The Christmas and holiday season is the perfect time for being with family, and for remembrance, gratitude, and celebration. It is also the time to listen to both good and bad Christmas music. Some people are firm believers of the “no Christmas music until after Thanksgiving policy,” others, like myself, will start the Christmas music at 12:00 am November 1st as Halloween (a close second in best holidays) comes to a spooky end. Music provides a vehicle to the past, letting us see what society valued through the music they consumed, and Christmas music is no exception to that.
One of my favorite Christmas songs is Bing Crosby’s “White Christmas.” This song always brings me peace and makes me feel at home.
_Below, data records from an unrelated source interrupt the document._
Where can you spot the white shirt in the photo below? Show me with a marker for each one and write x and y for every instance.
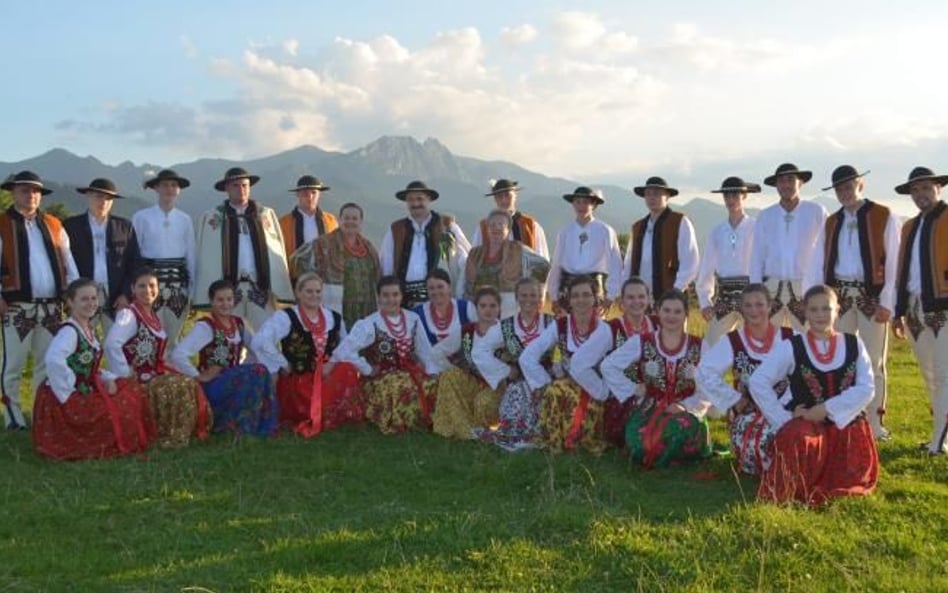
(581, 365)
(841, 409)
(265, 345)
(363, 335)
(201, 335)
(166, 235)
(541, 249)
(417, 269)
(715, 363)
(630, 352)
(727, 254)
(62, 379)
(125, 326)
(584, 249)
(100, 266)
(42, 276)
(849, 256)
(687, 246)
(784, 241)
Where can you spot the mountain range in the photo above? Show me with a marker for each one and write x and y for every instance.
(370, 176)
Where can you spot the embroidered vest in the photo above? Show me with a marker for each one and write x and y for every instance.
(298, 346)
(222, 351)
(933, 252)
(811, 386)
(871, 219)
(664, 249)
(15, 260)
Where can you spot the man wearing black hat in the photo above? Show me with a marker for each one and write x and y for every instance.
(415, 245)
(585, 246)
(241, 241)
(856, 254)
(307, 221)
(662, 247)
(922, 293)
(524, 228)
(166, 243)
(725, 263)
(35, 267)
(784, 242)
(105, 249)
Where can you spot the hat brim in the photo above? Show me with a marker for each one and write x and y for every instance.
(845, 180)
(152, 183)
(319, 187)
(750, 188)
(640, 191)
(9, 185)
(220, 185)
(570, 197)
(804, 176)
(906, 188)
(401, 195)
(111, 194)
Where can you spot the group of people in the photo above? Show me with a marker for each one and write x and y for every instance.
(432, 331)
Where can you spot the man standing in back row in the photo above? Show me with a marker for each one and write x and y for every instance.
(856, 254)
(784, 241)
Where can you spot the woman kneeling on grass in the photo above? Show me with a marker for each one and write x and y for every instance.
(497, 358)
(465, 400)
(135, 347)
(824, 446)
(667, 424)
(314, 392)
(80, 411)
(241, 395)
(571, 400)
(392, 352)
(741, 353)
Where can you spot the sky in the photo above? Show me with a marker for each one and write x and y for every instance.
(610, 91)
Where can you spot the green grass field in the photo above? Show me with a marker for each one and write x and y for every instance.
(355, 511)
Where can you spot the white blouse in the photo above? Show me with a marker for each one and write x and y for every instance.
(363, 335)
(62, 379)
(265, 345)
(841, 409)
(613, 371)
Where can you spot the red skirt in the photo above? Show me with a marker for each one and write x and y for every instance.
(92, 426)
(815, 462)
(340, 395)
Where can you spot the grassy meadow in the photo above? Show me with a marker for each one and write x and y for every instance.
(355, 511)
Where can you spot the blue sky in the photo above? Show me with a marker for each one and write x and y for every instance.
(612, 91)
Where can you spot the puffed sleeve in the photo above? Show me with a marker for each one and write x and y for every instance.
(844, 408)
(265, 344)
(62, 379)
(121, 331)
(533, 371)
(710, 376)
(199, 337)
(775, 367)
(614, 365)
(582, 366)
(491, 368)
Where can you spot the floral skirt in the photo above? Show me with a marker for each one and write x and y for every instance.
(752, 440)
(398, 401)
(464, 403)
(92, 426)
(570, 418)
(179, 408)
(242, 400)
(340, 401)
(659, 439)
(519, 419)
(813, 462)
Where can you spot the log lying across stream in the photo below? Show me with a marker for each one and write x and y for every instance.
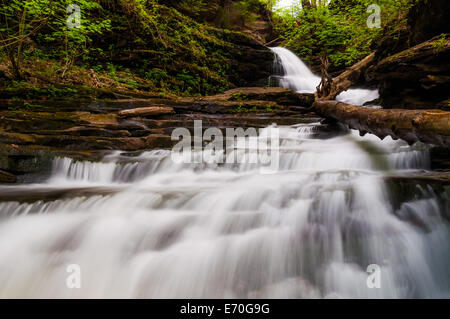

It soothes me back to the first time I watched the movie White Christmas, which features this song, with my Dad about ten years ago. Bing Crosby’s voice still rings loud and clear whenever I read the lines “I’m dreaming of a white Christmas, just like the ones I used to know, where the treetops glisten and children listen to hear sleigh bells in the snow.” It keeps the wonder and magic of the Christmas season alive for me.
Bing Crosby’s biggest musical success came from this cover of “White Christmas” (written by Irving Berlin) in 1942. He would later win a Grammy for it in 1974. He would even go on to star in a film in 1954 that shared the same name. Bing Crosby obtained lots of success both as a solo singer and in small groups, but most notably as a solo artist later in his career. During World War II he would even travel overseas to perform and entertain U.S troops stationed in Europe.
For me, the name “Bing Crosby” evokes classic Christmas music--but the name Crosby has a much longer history in North America than my mid-twentieth century Christmas-music-nostalgia. In the year 1635, Simon Crosby--a direct ancestor of Bing--immigrated from Stillingfleet, England, along with his wife Anne Crosby and his son Thomas on the ship the Susan and Ellen. They resided in Cambridge, Massachusetts where Simon was a leader in the Massachusetts Bay Colony. Simon, Anne, and Thomas Crosby would have lived right alongside Anne and Simon Bradstreet themselves! Perhaps Simon and Anne Crosby had musical talents like their ancestor, Bing.
If music wasn’t in the Crosby line in the seventeenth-century, it had emerged there strongly in the nineteenth century. Fanny Crosby, a descendant of Simon and relative of Bing, was one of the most popular songwriters of the nineteenth century. Fanny Crosby was referred to as “America’s Hymn Queen” by some. She was blind from the time she was six weeks old, and her grandmother would take her for walks as a child and describe the world around her as best as she could to help Fanny imagine the world in some way. In her life, she wrote over 8,000 hymns, which she began composing at the age of six. Her most popular hymn was “Blessed Assurance.” This hymn was born when a composer Fanny knew played a simple melody and asked Fanny what this said to her. Fanny replied, “Blessed assurance, Jesus is mine!”
Over three centuries, the Crosby family carried on the tradition of music, courage, patriotism, and a passion for learning. Fanny and Bing both left their marks on history and revolutionized the music industry. They changed the world they lived in. Bing continued this tradition through his music and all of his actions both as a student and as a performer. There musical legacy would have been very different without Simon and his family’s move to America.